THE global recession will be buffered by urbanisation and industrialisation in China, however further bad news can be expected in the near term, a senior economist has warned. Colin Jacoby reports from Brisbane.
Expect surprises from China: economist Expect surprises from China: economist Expect surprises from China: economist Expect surprises from China: economist Expect surprises from China: economist


Staff Reporter

Speaking to a packed conference room on the first day of the Mining 2008 Resources Convention, Westpac senior economist Justin Smirk said that while the credit crunch will produce further bad news, domestic growth in China will prevent a massive recession.

“We would be calling it the worst recession on record … if it wasn’t the fact that we have got reasonable growth coming out of China,” Smirk said.

“We have just had our senior economist just come back from China and while he came back more negative in certain areas – export driven demand, property – underlying all that, the message coming back from the authorities is that the thing that they are most worried about is what’s going on with the slowdown in domestic demand, and that is being driven by their own domestic demand policies.

“They have been spending the last five years trying to slow down domestic demand, slow down inflation.

“You won’t be hearing them talk about inflation now, in fact you hear the opposite.

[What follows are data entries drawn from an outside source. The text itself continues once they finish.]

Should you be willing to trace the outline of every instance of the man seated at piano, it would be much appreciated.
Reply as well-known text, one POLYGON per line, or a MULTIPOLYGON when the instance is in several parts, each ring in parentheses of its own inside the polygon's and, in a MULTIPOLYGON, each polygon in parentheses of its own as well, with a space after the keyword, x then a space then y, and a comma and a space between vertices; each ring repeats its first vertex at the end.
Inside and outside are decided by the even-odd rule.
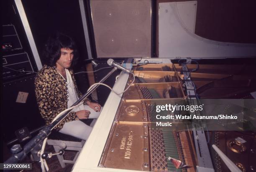
MULTIPOLYGON (((35 91, 41 116, 49 125, 54 118, 76 102, 82 94, 78 90, 72 68, 77 60, 76 44, 61 33, 50 37, 43 55, 45 65, 37 74, 35 91)), ((59 132, 87 140, 101 111, 100 105, 88 98, 75 108, 55 128, 59 132), (79 120, 94 119, 90 126, 79 120)))

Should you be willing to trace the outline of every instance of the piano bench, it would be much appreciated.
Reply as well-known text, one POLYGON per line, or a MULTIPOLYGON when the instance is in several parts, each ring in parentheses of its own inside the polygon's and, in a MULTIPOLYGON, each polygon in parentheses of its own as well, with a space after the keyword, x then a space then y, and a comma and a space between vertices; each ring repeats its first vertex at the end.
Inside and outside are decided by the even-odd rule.
POLYGON ((85 141, 69 135, 56 132, 52 132, 48 137, 47 144, 52 145, 56 152, 61 149, 76 151, 77 152, 73 160, 64 159, 64 155, 57 155, 57 157, 62 168, 65 167, 65 163, 74 164, 85 141))

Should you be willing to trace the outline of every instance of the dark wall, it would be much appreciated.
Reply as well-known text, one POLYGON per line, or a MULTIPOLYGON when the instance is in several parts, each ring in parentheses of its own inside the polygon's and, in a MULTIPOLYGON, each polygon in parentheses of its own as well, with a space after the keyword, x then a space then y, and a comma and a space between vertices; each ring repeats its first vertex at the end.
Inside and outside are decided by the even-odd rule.
POLYGON ((78 47, 80 62, 88 58, 78 0, 22 2, 40 58, 49 36, 59 31, 74 38, 78 47))
POLYGON ((256 43, 256 1, 197 0, 195 33, 220 41, 256 43))

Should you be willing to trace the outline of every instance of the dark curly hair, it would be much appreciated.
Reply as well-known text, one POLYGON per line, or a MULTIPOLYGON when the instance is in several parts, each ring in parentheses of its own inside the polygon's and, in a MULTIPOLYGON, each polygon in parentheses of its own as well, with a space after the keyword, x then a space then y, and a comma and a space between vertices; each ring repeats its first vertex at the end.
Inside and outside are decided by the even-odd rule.
POLYGON ((61 49, 65 48, 74 51, 74 57, 71 68, 76 64, 78 53, 75 43, 70 37, 61 33, 55 33, 47 40, 44 52, 44 61, 46 65, 55 67, 56 62, 61 56, 61 49))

So you will be hearing about the urbanisation stories and the long-run stories.”

Smirk said China will be looking to spend their money in a bid to ramp up domestic demand.

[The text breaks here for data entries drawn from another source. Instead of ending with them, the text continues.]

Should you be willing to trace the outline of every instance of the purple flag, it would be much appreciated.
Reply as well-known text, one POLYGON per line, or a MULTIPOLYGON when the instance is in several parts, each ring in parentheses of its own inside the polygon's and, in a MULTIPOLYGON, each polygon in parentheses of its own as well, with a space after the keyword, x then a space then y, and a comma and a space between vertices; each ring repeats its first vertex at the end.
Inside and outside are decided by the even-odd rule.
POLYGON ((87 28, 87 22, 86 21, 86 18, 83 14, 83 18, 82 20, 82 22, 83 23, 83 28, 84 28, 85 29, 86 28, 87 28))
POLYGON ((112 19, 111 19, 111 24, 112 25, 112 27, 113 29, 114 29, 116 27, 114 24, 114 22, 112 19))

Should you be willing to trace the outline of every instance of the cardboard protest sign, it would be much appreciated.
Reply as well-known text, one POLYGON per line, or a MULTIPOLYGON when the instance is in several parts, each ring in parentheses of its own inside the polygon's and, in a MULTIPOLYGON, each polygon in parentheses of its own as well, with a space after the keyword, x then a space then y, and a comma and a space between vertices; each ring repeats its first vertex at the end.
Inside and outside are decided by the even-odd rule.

“They are going to put in more money now to bring forward five-year plans,” he said.

“They are going to be spending it, so while there will be some near-term shocks – and do expect bad news out of China in the short run – come through mid next year, I firmly believe China is going to surprise us on how much growth it has actually got.

“So that’s good news … and that keeps global growth from avoiding a massive, savage recession.”

However, Smirk added that while he can see upside in the second half of next year, there will be continued downside news in the near term.

“The credit crunch is going to spread further, and it is going to get more painful. We have only just started touching base with Europe,” he said.

“[But] China and the developing world are isolated from it. There are actually surpluses in those countries. China has the fiscal and monetary fire power to let go at it.

“When they see growth slow below 8 percent, which is a critical level for them for growth, they will throw the kitchen sink at it.”